The fact that January 1st is fixed on the calendar as the first day of the new year is due to the Calendar Reform initiated by Pope Gregory the XIII in 1582. But it took nearly 400 years for this reformed calendar to be used around the world ~ this only came about in the 19teens, when China adopted it.
Around the same time that the Gregorian calendar with its fixed dates became universally accepted, Rudolf Steiner introduced the Calendar of the Soul, which started not with the fixed date rooted in the physical calendar, but with a movable start date determined by the relationship between Sun and Moon and Earth each spring. The Calendar of the Soul demonstrates how, in the life of soul, the human being lives not by fixed structures, but in the weaving rhythms of Sun, Moon, planets, and stars and their harmonious course in relation the seasonal cycles on the Earth. The motivating idea here is that the more abundantly this weaving harmony fills the soul, the more peace and harmony there will be on the Earth ~ and this is never not true, even now.
If you read the Calendar of the Soul verses, you find that the verse for this first week of July addresses ‘spirit kindship,’ which can be imagined as the most noble form of human relationship, in that it lives beyond familial or legal bonds, and while including them, does not diminish but rather enhances them.
What is it in this season and the stars that suggests this, and what’s happening specifically this week that further augments it?
The Sun is moving in the region of Gemini stars, the Twins, which are depicted in classical Greek culture as one mortal and one immortal twin. There is a mood of before and after here, of who we are before we encounter a kindred spirit, and who we become afterward, how we grow. In the traditional symbol of the sign of Gemini there is a rounded line at the top, and a mirroring rounded line at the bottom, further suggesting that when we achieve right relationship below, we mirror what is above.
When considering what might augment this mood of soul this week specifically, it’s worth noting that on Friday, July 4th, the planet Venus will meet Uranus in the morning sky, not far from the star cluster of the Pleiades. If you go out to look, best to plan for an hour or more before sunrise, and to have binoculars ~ it’s not easy to see Uranus with the naked eye, and the day will be dawning.

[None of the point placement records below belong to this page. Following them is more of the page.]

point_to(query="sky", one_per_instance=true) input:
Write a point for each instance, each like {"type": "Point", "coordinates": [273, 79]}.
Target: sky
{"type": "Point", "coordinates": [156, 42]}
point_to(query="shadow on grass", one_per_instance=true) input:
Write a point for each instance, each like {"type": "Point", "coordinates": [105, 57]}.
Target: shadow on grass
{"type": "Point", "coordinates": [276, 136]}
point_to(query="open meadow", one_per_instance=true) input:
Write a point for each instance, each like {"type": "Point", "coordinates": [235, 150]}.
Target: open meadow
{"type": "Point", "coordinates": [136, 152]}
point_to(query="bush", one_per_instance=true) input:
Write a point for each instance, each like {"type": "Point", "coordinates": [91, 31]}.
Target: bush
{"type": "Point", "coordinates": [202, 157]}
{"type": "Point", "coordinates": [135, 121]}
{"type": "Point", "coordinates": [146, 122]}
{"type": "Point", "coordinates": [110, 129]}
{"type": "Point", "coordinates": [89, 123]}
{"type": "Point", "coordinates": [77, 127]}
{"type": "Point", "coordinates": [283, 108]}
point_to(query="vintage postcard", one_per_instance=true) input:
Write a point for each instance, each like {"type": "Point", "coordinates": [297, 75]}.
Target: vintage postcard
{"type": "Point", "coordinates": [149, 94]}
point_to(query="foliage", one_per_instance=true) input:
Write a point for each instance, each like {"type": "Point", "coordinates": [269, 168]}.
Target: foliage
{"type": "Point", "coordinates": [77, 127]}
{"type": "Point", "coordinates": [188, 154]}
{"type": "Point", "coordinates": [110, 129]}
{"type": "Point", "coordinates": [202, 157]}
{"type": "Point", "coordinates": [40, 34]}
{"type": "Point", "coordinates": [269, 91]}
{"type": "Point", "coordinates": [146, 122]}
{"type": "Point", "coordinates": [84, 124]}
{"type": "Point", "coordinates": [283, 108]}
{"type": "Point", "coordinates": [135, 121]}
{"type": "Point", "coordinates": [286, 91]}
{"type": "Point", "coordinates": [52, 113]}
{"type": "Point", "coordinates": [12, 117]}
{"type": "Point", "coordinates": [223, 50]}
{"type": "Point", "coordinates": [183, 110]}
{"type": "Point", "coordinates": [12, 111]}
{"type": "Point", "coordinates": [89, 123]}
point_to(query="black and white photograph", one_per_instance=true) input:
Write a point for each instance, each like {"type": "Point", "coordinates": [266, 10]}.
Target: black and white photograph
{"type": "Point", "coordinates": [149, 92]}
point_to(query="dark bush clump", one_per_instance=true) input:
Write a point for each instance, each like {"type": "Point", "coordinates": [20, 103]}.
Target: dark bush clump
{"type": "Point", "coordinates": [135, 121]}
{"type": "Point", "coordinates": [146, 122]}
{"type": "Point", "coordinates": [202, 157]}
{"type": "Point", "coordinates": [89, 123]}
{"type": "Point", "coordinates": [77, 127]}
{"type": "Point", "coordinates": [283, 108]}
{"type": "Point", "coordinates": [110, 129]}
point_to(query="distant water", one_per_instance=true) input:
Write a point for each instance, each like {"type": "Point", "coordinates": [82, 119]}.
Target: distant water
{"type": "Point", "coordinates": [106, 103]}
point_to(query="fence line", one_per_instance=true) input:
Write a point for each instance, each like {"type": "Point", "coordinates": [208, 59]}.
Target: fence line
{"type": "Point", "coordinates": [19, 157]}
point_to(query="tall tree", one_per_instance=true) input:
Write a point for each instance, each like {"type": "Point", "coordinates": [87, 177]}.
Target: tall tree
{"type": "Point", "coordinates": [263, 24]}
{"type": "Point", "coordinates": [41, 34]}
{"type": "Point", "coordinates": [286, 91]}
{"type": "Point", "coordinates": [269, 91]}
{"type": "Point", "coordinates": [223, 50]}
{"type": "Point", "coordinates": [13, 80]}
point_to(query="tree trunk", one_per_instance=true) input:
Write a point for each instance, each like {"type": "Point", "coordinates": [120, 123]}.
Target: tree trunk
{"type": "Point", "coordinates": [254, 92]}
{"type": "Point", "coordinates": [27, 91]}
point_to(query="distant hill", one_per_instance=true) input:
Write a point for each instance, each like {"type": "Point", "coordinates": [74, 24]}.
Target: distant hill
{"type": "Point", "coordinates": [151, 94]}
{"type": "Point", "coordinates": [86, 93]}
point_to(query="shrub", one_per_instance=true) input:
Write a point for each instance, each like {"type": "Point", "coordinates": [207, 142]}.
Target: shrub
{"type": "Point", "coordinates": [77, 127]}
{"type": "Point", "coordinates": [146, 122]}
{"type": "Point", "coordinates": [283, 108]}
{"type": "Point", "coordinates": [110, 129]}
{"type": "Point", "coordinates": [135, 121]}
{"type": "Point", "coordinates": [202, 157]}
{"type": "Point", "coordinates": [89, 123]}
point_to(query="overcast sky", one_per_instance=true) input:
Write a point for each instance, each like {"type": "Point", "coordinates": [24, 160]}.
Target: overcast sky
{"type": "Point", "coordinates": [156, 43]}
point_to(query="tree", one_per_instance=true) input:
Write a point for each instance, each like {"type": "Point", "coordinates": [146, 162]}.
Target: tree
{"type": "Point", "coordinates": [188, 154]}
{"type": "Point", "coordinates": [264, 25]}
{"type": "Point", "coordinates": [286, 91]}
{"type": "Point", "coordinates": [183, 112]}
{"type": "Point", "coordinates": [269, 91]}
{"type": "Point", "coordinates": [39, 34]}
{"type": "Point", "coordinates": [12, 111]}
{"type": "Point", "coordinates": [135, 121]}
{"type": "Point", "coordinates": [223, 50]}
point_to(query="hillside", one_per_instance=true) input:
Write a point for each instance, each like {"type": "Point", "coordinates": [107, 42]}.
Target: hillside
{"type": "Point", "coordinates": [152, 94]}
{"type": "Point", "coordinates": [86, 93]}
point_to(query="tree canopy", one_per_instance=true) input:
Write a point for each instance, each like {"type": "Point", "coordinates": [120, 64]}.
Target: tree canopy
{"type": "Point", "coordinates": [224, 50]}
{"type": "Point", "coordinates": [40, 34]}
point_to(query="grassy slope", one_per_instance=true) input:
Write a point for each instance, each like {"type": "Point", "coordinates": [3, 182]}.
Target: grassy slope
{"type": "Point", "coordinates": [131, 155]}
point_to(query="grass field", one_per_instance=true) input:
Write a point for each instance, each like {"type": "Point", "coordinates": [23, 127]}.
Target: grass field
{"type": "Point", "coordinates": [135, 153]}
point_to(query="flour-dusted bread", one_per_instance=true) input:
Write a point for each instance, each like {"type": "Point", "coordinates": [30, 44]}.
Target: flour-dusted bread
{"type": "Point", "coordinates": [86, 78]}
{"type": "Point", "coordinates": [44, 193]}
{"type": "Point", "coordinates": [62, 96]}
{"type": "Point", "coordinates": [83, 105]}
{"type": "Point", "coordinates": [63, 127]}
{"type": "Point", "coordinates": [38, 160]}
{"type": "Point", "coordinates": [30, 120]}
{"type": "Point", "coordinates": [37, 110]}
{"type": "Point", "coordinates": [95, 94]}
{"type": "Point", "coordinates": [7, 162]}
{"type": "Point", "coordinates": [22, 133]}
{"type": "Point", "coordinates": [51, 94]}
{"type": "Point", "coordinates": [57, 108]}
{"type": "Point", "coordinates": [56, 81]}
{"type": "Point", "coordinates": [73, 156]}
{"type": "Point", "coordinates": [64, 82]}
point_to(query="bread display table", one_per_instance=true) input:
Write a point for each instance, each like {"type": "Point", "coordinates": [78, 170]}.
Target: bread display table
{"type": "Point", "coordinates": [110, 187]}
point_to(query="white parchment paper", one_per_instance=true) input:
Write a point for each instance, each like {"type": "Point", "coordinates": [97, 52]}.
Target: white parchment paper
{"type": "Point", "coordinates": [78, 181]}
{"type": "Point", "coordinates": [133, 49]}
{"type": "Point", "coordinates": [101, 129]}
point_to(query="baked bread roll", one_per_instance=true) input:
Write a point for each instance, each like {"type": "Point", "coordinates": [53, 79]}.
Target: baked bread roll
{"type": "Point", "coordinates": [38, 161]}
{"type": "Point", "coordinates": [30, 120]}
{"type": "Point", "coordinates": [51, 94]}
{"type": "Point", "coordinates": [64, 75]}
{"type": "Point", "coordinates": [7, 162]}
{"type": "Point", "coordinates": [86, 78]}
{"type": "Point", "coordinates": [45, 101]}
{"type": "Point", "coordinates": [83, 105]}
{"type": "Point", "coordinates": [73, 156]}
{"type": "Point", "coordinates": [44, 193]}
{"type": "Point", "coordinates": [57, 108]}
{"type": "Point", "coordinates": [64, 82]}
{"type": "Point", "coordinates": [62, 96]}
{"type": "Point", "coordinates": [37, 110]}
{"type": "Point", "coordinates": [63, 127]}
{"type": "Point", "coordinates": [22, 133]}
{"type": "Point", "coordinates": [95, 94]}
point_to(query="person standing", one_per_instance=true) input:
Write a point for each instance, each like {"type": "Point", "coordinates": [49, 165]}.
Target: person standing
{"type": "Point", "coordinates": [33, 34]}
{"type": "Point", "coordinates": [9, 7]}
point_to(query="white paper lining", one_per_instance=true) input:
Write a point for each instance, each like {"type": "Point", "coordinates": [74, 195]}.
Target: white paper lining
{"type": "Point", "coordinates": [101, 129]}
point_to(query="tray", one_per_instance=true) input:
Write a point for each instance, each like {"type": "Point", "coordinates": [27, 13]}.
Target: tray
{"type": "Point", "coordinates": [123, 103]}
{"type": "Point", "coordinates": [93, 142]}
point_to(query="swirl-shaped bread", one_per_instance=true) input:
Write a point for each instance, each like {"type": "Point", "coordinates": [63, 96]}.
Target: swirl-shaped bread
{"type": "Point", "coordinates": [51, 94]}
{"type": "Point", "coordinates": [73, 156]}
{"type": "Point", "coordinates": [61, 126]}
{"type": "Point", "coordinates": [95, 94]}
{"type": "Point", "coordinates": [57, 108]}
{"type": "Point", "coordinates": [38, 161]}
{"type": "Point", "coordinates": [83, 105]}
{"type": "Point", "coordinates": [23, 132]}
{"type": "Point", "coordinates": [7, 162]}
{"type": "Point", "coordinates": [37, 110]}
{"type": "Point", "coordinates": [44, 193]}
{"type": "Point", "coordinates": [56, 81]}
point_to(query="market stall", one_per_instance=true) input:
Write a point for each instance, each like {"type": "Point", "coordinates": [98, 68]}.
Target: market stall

Pleiades is deeply connected to creation mythologies in most cultures around the world, while Venus is associated with love, and beauty. Uranus was discovered only in the 1700s, way late in the story of humanity. The planet was named after the Greek God of the sky, as the one who governs that which comes forth from space into time. So here we have this dynamic of creation, augmented by love, as an enduring force emerging from space into time ~ at least that’s how I see it, and these are the elements of ‘spirit kinship,’ the kind of relationship and encounter that lives nobly beyond the confines of our temporal definitions.
I like Shakespeare for this, and his Sonnet 116:
Let me not to the marriage of true minds
Admit impediments; love is not love
Which alters when it alteration finds,
Or bends with the remover to remove.
O no, it is an ever-fixèd mark
That looks on tempests and is never shaken;
It is the star to every wand'ring bark
Whose worth's unknown, although his height be taken.
Love's not time's fool, though rosy lips and cheeks
Within his bending sickle's compass come.
Love alters not with his brief hours and weeks,
But bears it out even to the edge of doom:
If this be error and upon me proved,
I never writ, nor no man ever loved.